Since in politics it’s easier to oppose than to propose, now the contenders for the crown of leadership of the conservative forces of the 2010 duel have to fight each other, without sparing any blows below the belt. The men and women that will take over for three days on the podium of the Marriott hotel ballroom to conquer the support of this “action-taking committee” that works as a political and financial lung of the Republicans, must number at least 40, a cavalry of rhetoric and naps in the tepid darkness of the salon. There were supposed to be only 39, but at the very last moment (proof of the confusion and of the “everybody free”) the real estate and TV personality Donald Trump invited himself; once again, he’s flirting with the idea of running for president — the last toy his collection misses. But being anti-Obama is the only common area that manages to get applause among the conservatives: the backcombed and over-dyed tycoon with the wisp; the fanatic of the most snarling right wing, Michele Bachmann; the moderate Mitt Romney, governor of Massachusetts, defeated in the 2008 primaries because he was too “progressive;” the popular “Paul Duo” of Ron and Rand, father and son, who ask in the name of the tea party rebels for the demolition of the central government and the IRS. Not to mention, the 68 year-old, multi-defeated and now back in the land of the living, Newt Gingrich, author of the “Contract with America” from the 1990s that was promptly copied in Italy, and the former governor of Minnesota, Tom Pawlenty who’s become the standard-bearer of that Christian, anti-gay, anti-abortion, anti-gay marriage right wing that is showing signs of a comeback on the political scene after the eclipse of the past four years.
Beyond the borders of this predictable unanimity of anti-Obama feelings, fiscal allergies and disgust toward healthcare reform, the ground under the “Big Tent” of the party, which is how the Republicans like to describe themselves, gets slippery and muddy. Palin, like Reverend Huckabee who was very liked during the race of 2008, wants out and is getting ready to resume the theme of the Kulturkampf, the fight for “traditional values” (read: anti-gay) against the materialistic relativism of the Democrats. This fight represents unifying factor of the Republicans now that the fight against the “Islamic threat,” the “War on Terror” and the recession risks losing much of its appeal. Other proudly conservative movements not aligned with the tea party — like the Heritage Foundation, a think tank of severely reactionary brains — wanted out, and the increasingly influential organizations of Republicans who want equal rights for gays didn’t show up. Wrecks and fainting stars of past wars, like Rick Santorum, already an excited fighter for Christian values when he was senator and soundly defeated when he ran for governor of Pennsylvania, fights from a distance with Palin, accusing her of hiding behind her family, receiving in return the proto-feminist definition of “Neanderthal man” by the grouchy glaciers and today’s TV queen.
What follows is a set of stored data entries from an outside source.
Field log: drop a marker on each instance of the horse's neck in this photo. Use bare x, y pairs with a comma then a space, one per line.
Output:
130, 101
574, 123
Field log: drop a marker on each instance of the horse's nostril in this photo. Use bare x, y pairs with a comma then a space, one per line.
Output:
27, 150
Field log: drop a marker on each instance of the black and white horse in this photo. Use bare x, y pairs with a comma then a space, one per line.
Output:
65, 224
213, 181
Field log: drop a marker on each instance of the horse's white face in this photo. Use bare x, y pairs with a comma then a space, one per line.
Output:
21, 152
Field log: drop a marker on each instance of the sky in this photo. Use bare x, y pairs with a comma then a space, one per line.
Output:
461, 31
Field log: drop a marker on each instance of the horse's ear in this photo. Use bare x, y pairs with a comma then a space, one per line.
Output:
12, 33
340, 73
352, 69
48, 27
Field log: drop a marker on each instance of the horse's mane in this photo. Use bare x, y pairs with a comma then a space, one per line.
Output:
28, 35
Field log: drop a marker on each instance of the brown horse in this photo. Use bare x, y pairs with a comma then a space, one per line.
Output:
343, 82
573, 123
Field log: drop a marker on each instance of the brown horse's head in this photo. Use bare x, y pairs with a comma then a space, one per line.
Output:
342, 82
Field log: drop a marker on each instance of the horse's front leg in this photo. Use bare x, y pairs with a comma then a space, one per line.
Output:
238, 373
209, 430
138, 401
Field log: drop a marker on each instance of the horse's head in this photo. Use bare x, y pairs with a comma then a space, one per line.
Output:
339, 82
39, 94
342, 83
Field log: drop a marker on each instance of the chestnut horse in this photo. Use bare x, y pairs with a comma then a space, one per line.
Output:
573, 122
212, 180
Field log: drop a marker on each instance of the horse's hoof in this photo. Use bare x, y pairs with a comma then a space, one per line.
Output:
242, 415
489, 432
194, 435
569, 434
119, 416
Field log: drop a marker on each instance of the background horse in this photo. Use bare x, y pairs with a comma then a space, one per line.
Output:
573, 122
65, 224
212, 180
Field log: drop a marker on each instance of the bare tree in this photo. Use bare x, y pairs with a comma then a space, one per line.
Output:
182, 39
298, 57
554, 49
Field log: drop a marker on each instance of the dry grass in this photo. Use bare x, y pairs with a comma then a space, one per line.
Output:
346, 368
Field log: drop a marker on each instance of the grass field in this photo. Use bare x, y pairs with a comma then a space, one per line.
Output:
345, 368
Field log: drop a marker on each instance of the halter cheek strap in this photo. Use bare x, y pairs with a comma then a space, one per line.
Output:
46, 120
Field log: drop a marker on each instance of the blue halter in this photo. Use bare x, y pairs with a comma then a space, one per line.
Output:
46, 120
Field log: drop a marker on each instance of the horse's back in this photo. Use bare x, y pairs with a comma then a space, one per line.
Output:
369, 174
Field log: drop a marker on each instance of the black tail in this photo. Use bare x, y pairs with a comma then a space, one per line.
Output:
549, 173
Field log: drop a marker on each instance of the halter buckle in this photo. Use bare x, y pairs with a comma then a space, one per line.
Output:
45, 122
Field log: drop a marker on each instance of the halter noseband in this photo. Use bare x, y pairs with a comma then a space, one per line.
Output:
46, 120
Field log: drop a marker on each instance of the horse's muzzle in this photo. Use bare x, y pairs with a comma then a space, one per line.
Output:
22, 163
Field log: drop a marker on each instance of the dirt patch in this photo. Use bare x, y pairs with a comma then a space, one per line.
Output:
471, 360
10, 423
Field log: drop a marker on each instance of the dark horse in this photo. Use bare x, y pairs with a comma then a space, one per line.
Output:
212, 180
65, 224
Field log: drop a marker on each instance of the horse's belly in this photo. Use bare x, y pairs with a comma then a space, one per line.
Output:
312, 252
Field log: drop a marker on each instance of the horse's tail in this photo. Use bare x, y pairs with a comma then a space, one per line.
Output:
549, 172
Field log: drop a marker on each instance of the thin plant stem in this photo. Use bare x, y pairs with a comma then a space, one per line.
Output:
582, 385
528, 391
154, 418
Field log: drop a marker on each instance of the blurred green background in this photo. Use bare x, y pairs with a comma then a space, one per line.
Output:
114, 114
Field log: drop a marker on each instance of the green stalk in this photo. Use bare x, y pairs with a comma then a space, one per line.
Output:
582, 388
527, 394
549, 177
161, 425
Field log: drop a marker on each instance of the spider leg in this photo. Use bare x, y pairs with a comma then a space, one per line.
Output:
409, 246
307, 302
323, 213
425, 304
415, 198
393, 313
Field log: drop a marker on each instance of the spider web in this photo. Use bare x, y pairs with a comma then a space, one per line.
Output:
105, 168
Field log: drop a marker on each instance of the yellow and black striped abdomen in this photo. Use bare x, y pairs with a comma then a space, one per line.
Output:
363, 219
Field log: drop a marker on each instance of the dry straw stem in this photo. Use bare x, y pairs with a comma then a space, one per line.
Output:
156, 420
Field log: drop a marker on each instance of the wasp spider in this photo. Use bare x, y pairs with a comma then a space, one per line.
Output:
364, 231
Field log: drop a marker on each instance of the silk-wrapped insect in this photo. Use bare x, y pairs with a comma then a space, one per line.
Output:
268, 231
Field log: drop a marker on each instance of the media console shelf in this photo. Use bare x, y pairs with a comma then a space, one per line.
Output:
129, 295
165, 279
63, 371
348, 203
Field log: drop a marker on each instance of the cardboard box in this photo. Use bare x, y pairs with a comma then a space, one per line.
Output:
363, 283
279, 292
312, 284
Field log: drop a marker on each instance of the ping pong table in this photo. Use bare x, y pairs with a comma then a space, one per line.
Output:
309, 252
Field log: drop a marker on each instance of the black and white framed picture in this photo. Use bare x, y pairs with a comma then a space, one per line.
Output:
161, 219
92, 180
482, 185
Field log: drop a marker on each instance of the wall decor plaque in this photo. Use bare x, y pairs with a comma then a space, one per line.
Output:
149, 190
Who will emerge from this primordial broth of the American right wing? New Jersey Gov. Chris Christie, one of the favorites in the long race, who has experience in governing an important state, or one of the new “crazy people” of the tea party, who barely recognize each other under the tent of the old weasels of the hack politics, like the very young Marco Antonio Rubio, hot Cuban blood from Florida with big charisma? That’s the question the Republicans will have to answer. And they will have to do it more quickly than the calendar might let them think. Nov. 6, 2012, the date of the presidential election, is 20 months from now, and it looks like a long time, but it’s not. On a day in February 2007, the same 20 months from the vote of 2008, a guy walked the steps of the city of Abraham Lincoln, Springfield, Ill., to announce that he’s aiming at the White House. His name was Barack Obama.